History teaches us that forced brotherhoods don’t function. And this is not just a casual “by the way” observation. Don’t forget the Western Balkans. If those countries decide to use old maps, then Europe may face another temptation to dance with the concept of “the enemy”. It sounds boring, pedagogic. And late, like not depending too much on Russian gas.

But is there any better solution than a united Europe?

As far as dealing with the past is concerned, there is another way to do that, as Robert Schuman and the others who founded the EU made clear, and put into reality. What they did in their time after the Second World War was a dramatic, tectonic deviation from the concept of “the enemy” that had resulted in the slaughter of so many other Europeans. -. Before the first Treaty was signed, they agreed on the foundation of the new Community – respect for human dignity.

When we respect “the other”, “the different”, then we talk with each other and there is dialogue that brings solutions/compromises. We don’t make the world better by excluding others. “Soft power” might sound sickly-sweet at the moment. But shared values and principles were behind the vision of 2010, when the EU and Russia launched the “partnership for modernization”. The best assurance for peace, in and with Russia, is for neighbouring countries to share that concept of “we”, not “I”.

And the alternative hardly bears thinking about, as all of us worry about the bombing of the Chernobyl reactor, and 14 other vulnerable nuclear reactors in Ukraine.
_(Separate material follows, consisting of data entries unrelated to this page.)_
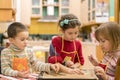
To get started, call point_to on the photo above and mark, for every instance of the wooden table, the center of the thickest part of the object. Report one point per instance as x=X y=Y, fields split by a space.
x=88 y=75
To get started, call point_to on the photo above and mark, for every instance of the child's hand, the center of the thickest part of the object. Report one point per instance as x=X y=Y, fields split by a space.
x=75 y=71
x=93 y=60
x=23 y=74
x=55 y=67
x=69 y=63
x=100 y=72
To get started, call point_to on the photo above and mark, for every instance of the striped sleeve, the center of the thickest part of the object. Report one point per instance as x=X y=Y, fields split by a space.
x=38 y=65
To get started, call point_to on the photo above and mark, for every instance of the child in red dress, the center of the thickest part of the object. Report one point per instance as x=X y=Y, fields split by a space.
x=66 y=49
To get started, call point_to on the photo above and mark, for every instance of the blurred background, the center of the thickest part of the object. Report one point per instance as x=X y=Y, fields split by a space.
x=41 y=16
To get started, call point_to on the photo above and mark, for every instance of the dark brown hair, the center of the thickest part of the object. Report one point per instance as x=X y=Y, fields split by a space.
x=72 y=21
x=111 y=32
x=15 y=28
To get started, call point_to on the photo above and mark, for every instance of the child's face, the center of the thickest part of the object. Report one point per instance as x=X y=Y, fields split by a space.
x=71 y=34
x=105 y=44
x=20 y=40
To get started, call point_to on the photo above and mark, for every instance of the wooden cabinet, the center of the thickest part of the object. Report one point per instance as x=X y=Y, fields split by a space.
x=6 y=11
x=5 y=4
x=6 y=15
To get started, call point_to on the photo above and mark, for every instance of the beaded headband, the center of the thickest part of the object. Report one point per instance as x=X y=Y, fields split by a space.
x=66 y=21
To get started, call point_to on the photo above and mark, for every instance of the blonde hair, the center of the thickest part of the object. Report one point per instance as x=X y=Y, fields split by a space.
x=111 y=32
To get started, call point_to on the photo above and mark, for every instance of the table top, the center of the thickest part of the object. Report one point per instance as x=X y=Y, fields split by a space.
x=88 y=75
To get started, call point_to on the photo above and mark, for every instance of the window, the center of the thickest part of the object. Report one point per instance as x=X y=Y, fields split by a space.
x=35 y=8
x=35 y=2
x=89 y=4
x=65 y=11
x=65 y=2
x=93 y=15
x=93 y=4
x=88 y=16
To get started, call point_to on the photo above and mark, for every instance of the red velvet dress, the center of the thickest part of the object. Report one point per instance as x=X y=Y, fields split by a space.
x=62 y=50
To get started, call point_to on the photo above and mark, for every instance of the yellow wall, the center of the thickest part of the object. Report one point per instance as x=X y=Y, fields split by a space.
x=43 y=27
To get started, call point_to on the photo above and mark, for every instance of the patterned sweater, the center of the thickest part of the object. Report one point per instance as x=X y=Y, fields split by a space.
x=12 y=51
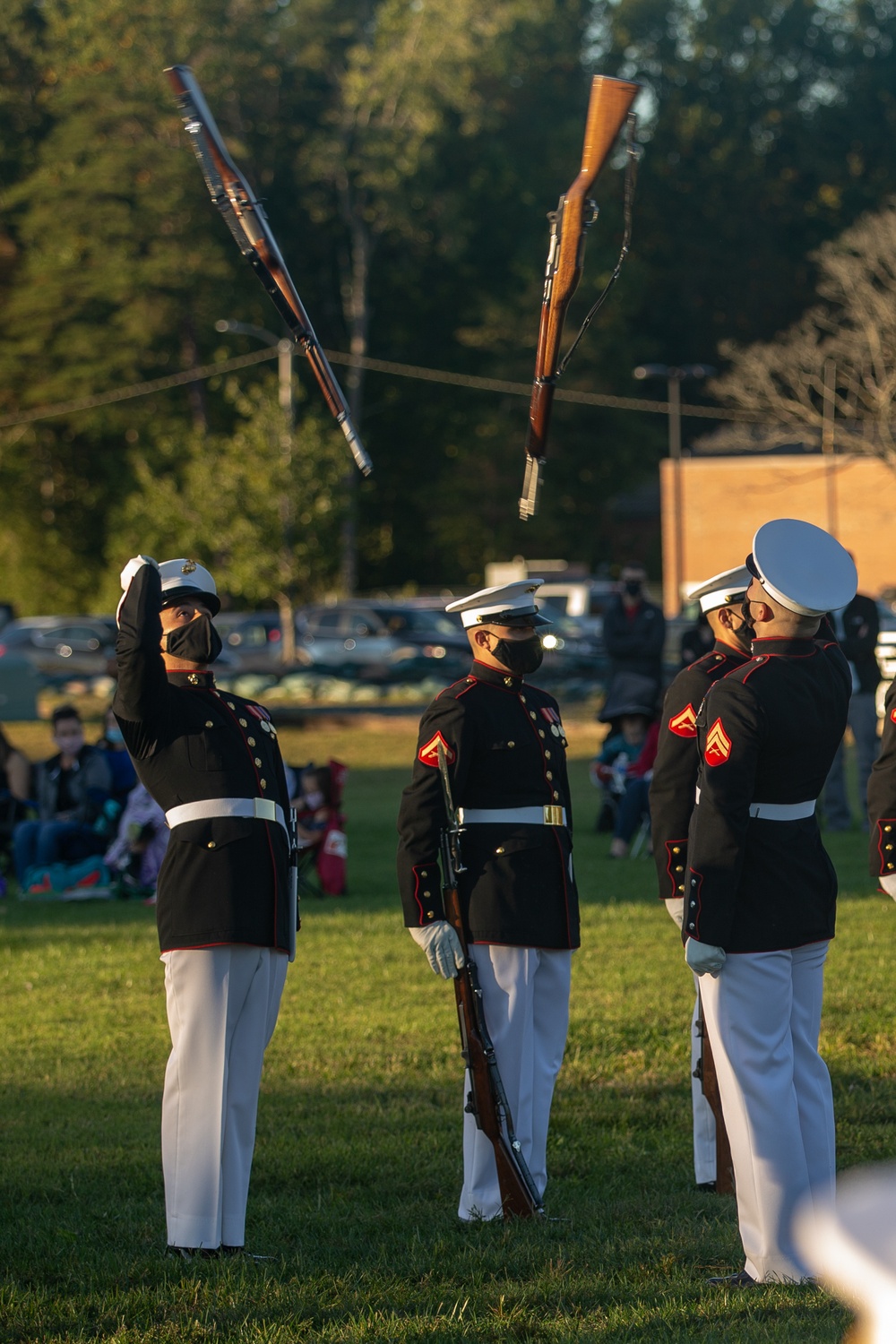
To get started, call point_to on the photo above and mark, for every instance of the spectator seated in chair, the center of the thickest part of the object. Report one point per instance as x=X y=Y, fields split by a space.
x=112 y=744
x=629 y=710
x=136 y=854
x=72 y=790
x=634 y=804
x=322 y=827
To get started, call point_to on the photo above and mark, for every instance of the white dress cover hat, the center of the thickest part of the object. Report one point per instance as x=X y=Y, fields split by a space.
x=802 y=566
x=185 y=578
x=721 y=589
x=509 y=604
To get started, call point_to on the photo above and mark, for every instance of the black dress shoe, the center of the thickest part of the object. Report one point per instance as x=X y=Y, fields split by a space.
x=194 y=1252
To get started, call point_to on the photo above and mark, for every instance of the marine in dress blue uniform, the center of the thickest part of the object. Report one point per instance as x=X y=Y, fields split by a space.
x=673 y=790
x=762 y=892
x=505 y=749
x=223 y=910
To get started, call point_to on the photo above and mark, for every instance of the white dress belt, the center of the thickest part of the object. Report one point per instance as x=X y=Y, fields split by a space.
x=780 y=811
x=546 y=816
x=263 y=808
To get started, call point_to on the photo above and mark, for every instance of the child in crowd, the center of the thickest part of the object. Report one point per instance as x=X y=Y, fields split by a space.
x=622 y=769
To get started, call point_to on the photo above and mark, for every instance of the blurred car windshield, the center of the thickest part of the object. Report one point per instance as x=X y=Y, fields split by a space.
x=410 y=618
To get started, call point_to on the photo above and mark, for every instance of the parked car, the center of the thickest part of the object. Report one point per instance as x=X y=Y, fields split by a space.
x=570 y=650
x=382 y=640
x=253 y=642
x=62 y=647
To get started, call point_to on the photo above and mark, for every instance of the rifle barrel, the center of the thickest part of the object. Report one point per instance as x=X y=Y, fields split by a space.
x=608 y=107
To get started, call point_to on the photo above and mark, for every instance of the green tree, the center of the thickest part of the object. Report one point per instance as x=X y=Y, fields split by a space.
x=263 y=519
x=831 y=376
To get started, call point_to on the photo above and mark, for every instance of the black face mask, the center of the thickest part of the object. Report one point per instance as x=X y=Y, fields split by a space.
x=750 y=631
x=519 y=656
x=198 y=642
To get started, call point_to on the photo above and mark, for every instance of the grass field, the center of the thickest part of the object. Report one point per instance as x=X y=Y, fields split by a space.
x=358 y=1159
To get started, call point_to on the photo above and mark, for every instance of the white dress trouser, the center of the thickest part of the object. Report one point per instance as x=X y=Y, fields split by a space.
x=763 y=1015
x=525 y=1000
x=704 y=1123
x=222 y=1011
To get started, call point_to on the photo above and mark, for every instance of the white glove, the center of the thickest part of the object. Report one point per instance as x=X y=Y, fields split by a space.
x=702 y=959
x=132 y=567
x=676 y=908
x=443 y=946
x=129 y=572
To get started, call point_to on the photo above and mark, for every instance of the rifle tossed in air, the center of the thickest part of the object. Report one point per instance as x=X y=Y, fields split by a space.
x=249 y=225
x=607 y=110
x=487 y=1099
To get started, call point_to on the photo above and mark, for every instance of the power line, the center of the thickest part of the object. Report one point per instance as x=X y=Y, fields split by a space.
x=375 y=366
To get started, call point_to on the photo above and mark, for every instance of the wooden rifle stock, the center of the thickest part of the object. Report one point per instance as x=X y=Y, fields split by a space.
x=607 y=109
x=705 y=1072
x=252 y=231
x=487 y=1099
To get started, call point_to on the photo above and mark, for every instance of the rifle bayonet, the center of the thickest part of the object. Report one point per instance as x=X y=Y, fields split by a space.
x=252 y=231
x=607 y=110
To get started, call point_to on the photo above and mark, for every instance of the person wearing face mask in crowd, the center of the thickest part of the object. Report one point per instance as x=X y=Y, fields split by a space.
x=212 y=762
x=673 y=789
x=505 y=750
x=121 y=768
x=70 y=789
x=634 y=631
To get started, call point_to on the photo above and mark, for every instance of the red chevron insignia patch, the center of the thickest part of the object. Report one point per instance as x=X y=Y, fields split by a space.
x=684 y=725
x=429 y=754
x=718 y=745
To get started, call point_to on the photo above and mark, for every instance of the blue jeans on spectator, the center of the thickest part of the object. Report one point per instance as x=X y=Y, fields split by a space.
x=834 y=804
x=633 y=808
x=39 y=843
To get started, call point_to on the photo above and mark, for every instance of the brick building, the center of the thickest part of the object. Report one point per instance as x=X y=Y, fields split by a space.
x=726 y=499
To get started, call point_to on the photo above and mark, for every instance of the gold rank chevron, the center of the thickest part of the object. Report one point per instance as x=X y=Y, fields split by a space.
x=718 y=745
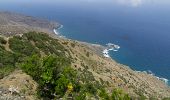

Later on that day I met friends from different countries and different political backgrounds who’d decided to fast for peace in Ukraine on Thursday- fully aware that two neighbouring European, Slavic, “Christian”, countries have no choice than, finally, to find the way to mutual respect, reconciliation, cohabitation, cooperation.

The question “who is the first” has to be replaced by the question “what is the first thing to do together?” This is how communities and partnerships are built. Without digitalized weaponry, as a rule. Will the agony of Ukraine somehow help us rebuild a Europe that re-finds faith in itself? A Europe worth believing in? That is what we prayed for that day in Brussels.